We help IT Professionals succeed at work.

Highpoint RAID 404 Crashes During Verify

slbriggsphd
slbriggsphd asked
on
566 Views
Last Modified: 2012-08-13
Hey guys (and some gals),

We've got a serious problem. Our file server has been crashing while verifying its array. It doesn't seem to be inconsistent, or lose any data. It just crashes almost every time - three times today!

The server used to kick disks out randomly during verification, about once every two or three weeks, but that all but stopped when I upgraded from 2-disk RAID 1 to 4-disk RAID 1/0. After the upgrade, the RAID controller didn't kick a disk, or crash while verifying, for about six months.

We moved to a new office, and the file server got physically relocated three or four times while we were settling in and getting our floor plan hashed out. I think maybe the bumps and dings started this round of crash problems, but all the cables and cards are seated properly and firmly. We use all Highpoint ATA cables and an X-Connect power supply.
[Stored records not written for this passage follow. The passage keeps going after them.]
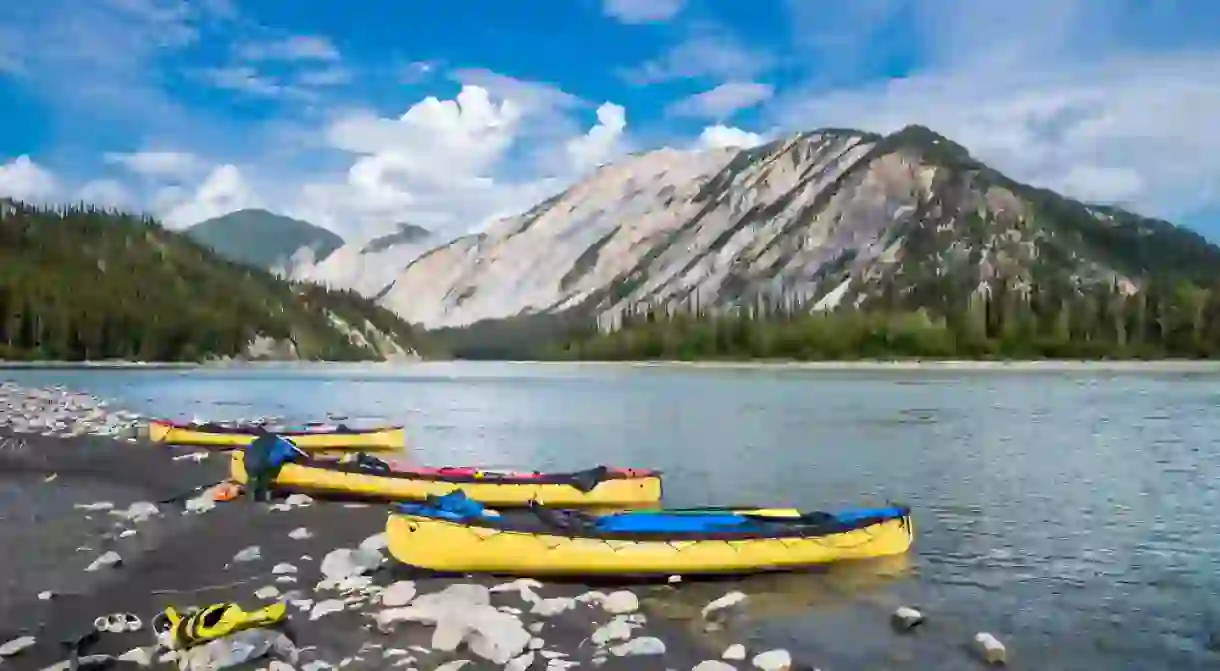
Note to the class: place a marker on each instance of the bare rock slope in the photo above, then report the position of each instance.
(821, 218)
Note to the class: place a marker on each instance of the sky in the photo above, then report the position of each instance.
(365, 114)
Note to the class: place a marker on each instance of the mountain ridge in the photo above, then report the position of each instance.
(826, 217)
(264, 239)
Since the move, the computer crashes about 85% of the time when verifying the array, usually about 30m-1hr into the verification process. It hasn't really been kicking the disks out except for one time three weeks ago when it kicked out !three of the four! disks. Now that was a fiasco. Luckily we have a robust backup policy and things were recovered (relatively) smoothly.

It used to give me video card errors, so I replaced the video card with something older, less adventurous, and presumably more stable. Now the errors don't refer to a video card driver anymore, they just say "The system has recovered from a serious error".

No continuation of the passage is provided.